Nomar Garciaparra (Getty Images)
Per reader request, here is a Career Profile for Nomar Garciaparra.
A college star at Georgia Tech, Nomar Garciaparra was drafted by the Boston Red Sox in the first round of the 1994 draft, 12th overall. In college he drew raves for his defensive ability and his line-drive hitting skills. He hit .427 with 26 doubles 11 triples, 16 homers, and 33 steals for the Yellow Jackets. There was some question about how much power he would show in pro ball, but he wasn't expected to need long in the minors. He hit .295/.356/.419 in 28 games for Sarasota in the Florida State League after signing, with 10 walks and just six strikeouts in 105 at-bats. A similar player now would get at least a Grade B+.
Garciaparra was sent to Double-A Trenton for 1995. He hit .267/.338/.384 with 50 walks and 42 strikeouts in 513 at-bats. His makeup and fielding were lauded, and while he didn't hit especially well in terms of power or batting average, his BB/K/AB was excellent, and many scouts felt his offense would improve. In the 1996 book, I wrote "I expect this, too: a former soccer player, he's a great athlete, has wiry strength, and already has command of the strike zone." I gave him a Grade A- and ranked him as the Number 17 hitting prospect in the game.
Injuries struck in 1996: knee and ankle problems limited him to just 43 games for Triple-A Pawtucket, although his performance in those 43 games was amazing: .343/.387/.733 with 16 homers. He hit .241/.272/.471 in a 24-game trial with the Red Sox late in the year. The "improved offense" that scouts expected manifested itself with a vengeance. Impressed, I wrote "assuming the knee problem is not a long-term issue, he should develop into a Barry Larkin-type player. It will be fun watching him, Derek Jeter, and Alex Rodriguez battle for Silver Bats and Gold Gloves." I gave him a Grade A and had him ranked as the Number Three prospect in baseball, behind Andruw Jones and Vladimir Guerrero.

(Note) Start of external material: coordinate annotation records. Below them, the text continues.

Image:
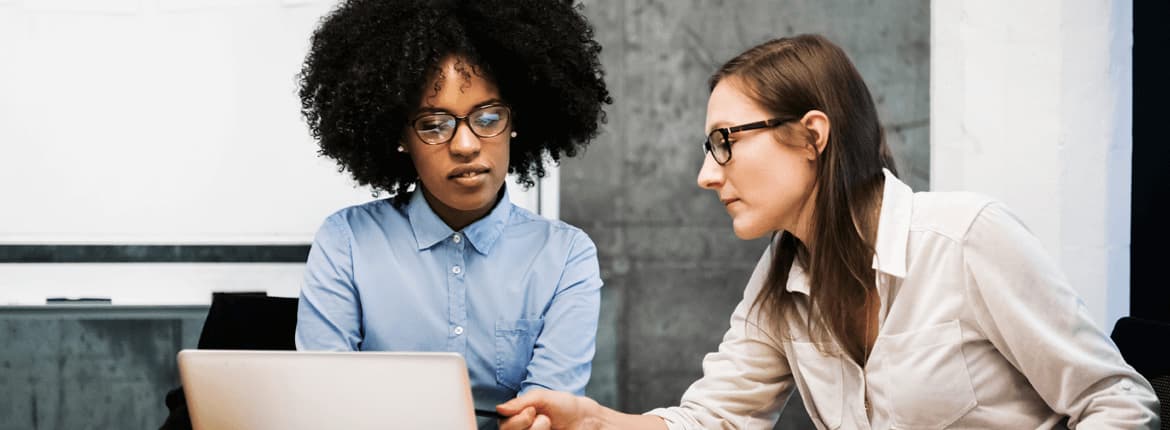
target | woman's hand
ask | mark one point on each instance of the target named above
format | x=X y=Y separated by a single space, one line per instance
x=555 y=410
x=549 y=410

Nomar seized the shortstop job in 1997, hitting .306/.342/.534 with 30 homers, 44 doubles, and 20 steals, and the Rookie of the Year award. It was just the beginning, and the contours of his career are well-known from that point. He was an amazing talent, with 1999 (.357/.418/.603, 153 OPS+, WAR 6.3, age 25) and 2000 (.372/.434/.599, 155 OPS+, WAR 7.7, age 26) his peak seasons on offense. His second-highest WAR was 1998 at 7.5, boosted by his defense.
As you know, the rash of injuries began in 2001 at age 27, when a wrist injury cost him all but 27 games. He returned to hit .310/.352/.528 (OPS+ 127) in 2002, but he was never quite the same after the injury as he was before. More injuries cost him huge portions of the 2004 and 2005 seasons, and while his bat showed some of its old life occasionally, his steady loss of defensive ability eroded his value.
Garciaparra played 1434 games over 14 seasons, hitting .313/.361/.521, OPS+124, WAR 43.2. His Sim Score list is quite strange: Michael Young, Joe Gordon, Bret Boone, Wally Berger, Travis Fryman, Vern Stephens, Babe Herman, Tony Oliva, Bob Meusel, and Ken Williams are the Top Ten But none of his Sim Scores are higher than 869, a very low score, which means that Nomar was an archetype player, not someone truly similar to anyone else.
If you can imagine Tony Oliva playing excellent shortstop defense, that was Nomar at his peak
He was considered a certain Hall of Famer early in his career, but his inability to stay healthy in his 30s hurt his case. His Black Ink score is just 15 (average HoFer is 27). Gray Ink: 78 (144); Monitor 112 (100), Standards 41 (50). His career 43.2 WAR ranks 44th All-Time among shortstops. Players in that territory include Dave Concepcion, Dick McAuliffe, Alvin Dark, Maury Wills, and Dick Groat. Nomar certainly played like a Hall of Famer at his peak, but he didn't last long enough.
As a prospect, he showed an exceptionally good BB/K/AB ratio with a fair number of walks and very few strikeouts. He didn't develop his power until he reached the majors, although even when he was hitting just eight homers in Double-A, many scouts saw the potential for much more power in his bat.